— Герр Неймайер? — сидящая за столиком в начале больничного коридора сестра милосердия подняла взгляд на стоящую перед ней красивую, хорошо одетую даму. — Он очень плох, фрау, но если вы его близкая родственница, то...
— Я его жена, фрейлейн.
— Тогда позвольте я провожу вас к нему...
Войдя в палату, госпожа Н. брезгливо подернула носом — в небольшой неуютной комнате с голыми, крашенными белой масляной краской стенами пахло тем специфически больничным запахом, который трудно описать словами — нечто химическое в смеси с тяжелым, спертым воздухом и запахом человеческого тела.
Посреди палаты стояла высокая железная кровать, крашенная все той же белой больничной краской, а на ней возвышалась человеческая груда, прикрытая серым казенным одеялом.
Азеф был без сознания. Госпожа Н. тихо смотрела на его желтое оплывшее лицо с дряблыми отечными мешками под плотно закрытыми глазами и нервно нюхала крепко надушенный платок, пытаясь спастись от запаха смерти, который, казалось ей, наполнял сейчас все вокруг.
Неожиданно веки умирающего дрогнули и тяжело приоткрылись. Взгляд мутных глаз остановился на холеном лице госпожи Н.
— Ты? — почти простонал Азеф. — Хорошо, что ты пришла.
— Как ты себя чувствуешь, милый? — Госпожа Н. постаралась вложить в этот вопрос всю нежность, которую ей удалось найти в своей душе.
— Как идут дела... в твоей мастерской? — с трудом, морщась от боли, процедил сквозь зубы Азеф.
— Идут, — выдохнула госпожа Н., поднося к глазам платок.

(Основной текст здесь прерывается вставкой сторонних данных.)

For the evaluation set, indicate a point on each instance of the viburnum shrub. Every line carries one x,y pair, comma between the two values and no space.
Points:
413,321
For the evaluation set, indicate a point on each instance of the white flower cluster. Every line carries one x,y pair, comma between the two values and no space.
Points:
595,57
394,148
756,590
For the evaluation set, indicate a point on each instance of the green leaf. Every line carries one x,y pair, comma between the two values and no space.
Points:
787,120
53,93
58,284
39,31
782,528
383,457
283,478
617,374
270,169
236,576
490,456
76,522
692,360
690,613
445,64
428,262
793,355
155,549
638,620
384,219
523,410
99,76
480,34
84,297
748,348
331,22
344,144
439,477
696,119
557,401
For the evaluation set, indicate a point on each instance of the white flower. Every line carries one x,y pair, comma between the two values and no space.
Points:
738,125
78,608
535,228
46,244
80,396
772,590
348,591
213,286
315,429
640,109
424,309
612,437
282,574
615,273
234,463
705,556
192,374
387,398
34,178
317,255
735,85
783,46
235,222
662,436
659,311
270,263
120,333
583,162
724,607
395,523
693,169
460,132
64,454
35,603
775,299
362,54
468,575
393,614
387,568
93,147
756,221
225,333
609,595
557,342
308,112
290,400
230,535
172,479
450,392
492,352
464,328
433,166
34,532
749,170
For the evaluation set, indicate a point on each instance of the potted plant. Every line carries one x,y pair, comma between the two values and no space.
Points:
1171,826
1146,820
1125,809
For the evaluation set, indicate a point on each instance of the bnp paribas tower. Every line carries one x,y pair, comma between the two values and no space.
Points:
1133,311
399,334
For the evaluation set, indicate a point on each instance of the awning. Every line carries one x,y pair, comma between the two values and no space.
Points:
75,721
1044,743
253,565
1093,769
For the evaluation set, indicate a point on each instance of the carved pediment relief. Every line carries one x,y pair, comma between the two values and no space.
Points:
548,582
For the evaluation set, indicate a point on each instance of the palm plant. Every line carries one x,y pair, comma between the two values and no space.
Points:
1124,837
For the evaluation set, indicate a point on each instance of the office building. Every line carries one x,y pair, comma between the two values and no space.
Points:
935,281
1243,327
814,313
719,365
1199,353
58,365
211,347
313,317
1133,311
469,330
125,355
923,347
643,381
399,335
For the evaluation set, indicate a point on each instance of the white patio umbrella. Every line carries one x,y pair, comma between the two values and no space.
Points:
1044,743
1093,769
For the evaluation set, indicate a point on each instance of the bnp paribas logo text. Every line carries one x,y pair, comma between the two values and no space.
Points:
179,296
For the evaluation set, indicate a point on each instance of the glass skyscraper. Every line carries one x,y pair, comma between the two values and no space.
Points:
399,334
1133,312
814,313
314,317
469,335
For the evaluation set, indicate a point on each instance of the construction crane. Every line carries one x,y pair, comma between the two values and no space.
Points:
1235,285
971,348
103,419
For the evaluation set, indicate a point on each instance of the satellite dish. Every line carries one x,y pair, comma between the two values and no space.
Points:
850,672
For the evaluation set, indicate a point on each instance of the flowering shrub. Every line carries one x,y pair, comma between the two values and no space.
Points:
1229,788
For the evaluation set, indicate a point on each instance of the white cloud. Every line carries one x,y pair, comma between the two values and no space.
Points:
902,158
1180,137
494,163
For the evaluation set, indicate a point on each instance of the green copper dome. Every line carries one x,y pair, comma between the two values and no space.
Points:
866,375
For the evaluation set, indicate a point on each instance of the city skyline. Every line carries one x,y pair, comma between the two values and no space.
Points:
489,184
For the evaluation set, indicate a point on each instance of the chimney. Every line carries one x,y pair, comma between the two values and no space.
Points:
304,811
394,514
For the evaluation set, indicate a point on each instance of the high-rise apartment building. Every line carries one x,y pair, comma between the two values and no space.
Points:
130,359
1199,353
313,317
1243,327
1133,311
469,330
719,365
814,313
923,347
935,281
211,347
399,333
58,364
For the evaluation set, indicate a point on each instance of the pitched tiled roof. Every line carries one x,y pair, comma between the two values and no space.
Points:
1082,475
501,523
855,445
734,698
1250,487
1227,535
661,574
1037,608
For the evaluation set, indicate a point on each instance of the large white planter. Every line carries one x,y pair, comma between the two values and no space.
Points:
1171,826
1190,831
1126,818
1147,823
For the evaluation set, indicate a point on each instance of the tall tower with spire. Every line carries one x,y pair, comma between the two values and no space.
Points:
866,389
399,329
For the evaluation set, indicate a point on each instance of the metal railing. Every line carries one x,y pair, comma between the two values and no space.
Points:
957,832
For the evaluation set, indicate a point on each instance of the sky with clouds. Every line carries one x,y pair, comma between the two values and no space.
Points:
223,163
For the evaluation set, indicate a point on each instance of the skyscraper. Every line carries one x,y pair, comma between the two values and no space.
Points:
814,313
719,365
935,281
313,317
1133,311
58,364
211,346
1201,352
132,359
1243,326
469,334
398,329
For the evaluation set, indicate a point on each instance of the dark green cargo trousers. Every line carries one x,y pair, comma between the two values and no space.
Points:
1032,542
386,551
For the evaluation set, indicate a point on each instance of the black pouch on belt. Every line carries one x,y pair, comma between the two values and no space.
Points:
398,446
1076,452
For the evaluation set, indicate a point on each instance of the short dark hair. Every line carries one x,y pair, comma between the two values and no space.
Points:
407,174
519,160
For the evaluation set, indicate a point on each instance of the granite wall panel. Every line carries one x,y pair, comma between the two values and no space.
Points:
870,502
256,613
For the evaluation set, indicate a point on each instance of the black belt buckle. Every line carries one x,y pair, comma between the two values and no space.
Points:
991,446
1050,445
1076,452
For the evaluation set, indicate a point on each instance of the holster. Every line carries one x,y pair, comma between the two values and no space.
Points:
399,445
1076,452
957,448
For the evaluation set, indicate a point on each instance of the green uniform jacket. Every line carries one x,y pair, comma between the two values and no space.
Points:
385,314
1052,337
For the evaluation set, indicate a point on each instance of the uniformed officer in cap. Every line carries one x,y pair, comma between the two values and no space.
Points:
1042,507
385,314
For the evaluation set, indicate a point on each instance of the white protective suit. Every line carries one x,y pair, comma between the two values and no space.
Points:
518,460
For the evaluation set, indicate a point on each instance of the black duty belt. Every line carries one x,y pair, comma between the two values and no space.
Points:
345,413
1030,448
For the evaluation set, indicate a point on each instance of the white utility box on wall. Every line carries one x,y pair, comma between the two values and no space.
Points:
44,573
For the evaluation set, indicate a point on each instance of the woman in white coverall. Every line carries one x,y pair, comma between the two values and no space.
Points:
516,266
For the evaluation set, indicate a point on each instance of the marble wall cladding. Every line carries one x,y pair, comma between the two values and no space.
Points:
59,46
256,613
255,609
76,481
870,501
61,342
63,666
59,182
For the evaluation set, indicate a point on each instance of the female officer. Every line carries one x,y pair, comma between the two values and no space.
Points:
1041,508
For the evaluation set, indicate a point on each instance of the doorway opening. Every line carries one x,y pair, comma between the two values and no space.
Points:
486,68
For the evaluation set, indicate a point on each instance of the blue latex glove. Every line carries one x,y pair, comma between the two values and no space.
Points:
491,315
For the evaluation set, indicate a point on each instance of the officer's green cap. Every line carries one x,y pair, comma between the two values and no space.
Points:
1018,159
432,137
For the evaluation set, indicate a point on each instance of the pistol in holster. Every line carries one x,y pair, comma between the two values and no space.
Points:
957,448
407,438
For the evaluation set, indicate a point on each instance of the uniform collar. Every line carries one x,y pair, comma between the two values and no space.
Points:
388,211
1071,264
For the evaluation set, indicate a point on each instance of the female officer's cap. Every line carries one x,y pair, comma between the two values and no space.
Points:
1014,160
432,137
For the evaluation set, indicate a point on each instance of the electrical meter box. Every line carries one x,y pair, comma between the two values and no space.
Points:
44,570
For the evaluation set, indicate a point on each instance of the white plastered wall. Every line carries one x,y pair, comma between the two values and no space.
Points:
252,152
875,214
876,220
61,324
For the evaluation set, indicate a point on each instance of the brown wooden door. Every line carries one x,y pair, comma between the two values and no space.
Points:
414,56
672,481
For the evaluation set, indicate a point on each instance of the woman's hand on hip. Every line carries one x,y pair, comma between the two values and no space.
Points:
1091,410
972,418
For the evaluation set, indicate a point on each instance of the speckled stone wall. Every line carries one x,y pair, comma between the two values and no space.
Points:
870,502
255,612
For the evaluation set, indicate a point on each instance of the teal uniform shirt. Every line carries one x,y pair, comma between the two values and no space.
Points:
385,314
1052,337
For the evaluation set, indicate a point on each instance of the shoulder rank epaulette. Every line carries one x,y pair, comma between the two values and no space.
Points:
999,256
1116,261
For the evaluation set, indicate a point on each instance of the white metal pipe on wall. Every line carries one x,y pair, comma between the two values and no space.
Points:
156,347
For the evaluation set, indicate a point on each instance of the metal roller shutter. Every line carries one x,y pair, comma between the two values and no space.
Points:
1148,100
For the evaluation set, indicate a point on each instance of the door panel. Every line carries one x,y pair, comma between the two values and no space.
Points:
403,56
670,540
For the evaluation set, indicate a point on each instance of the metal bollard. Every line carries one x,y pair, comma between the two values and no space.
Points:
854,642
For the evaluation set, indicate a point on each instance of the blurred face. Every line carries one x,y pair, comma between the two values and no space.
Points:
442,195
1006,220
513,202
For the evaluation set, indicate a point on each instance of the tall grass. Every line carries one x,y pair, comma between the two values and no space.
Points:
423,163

— Не делай корсеты больших размеров. Наступают тяжелые, голодные времена... Дамы будут худеть... — Глаза его закрылись, потом приоткрылись опять: — Я сделал глупость, вложив все мои деньги в русские ценные бумаги, — прошептал он. — Война и революция обесценили их... Мы все потеряли. Все зря... Я опять нищ. Нищ, как в самом начале. Нищ...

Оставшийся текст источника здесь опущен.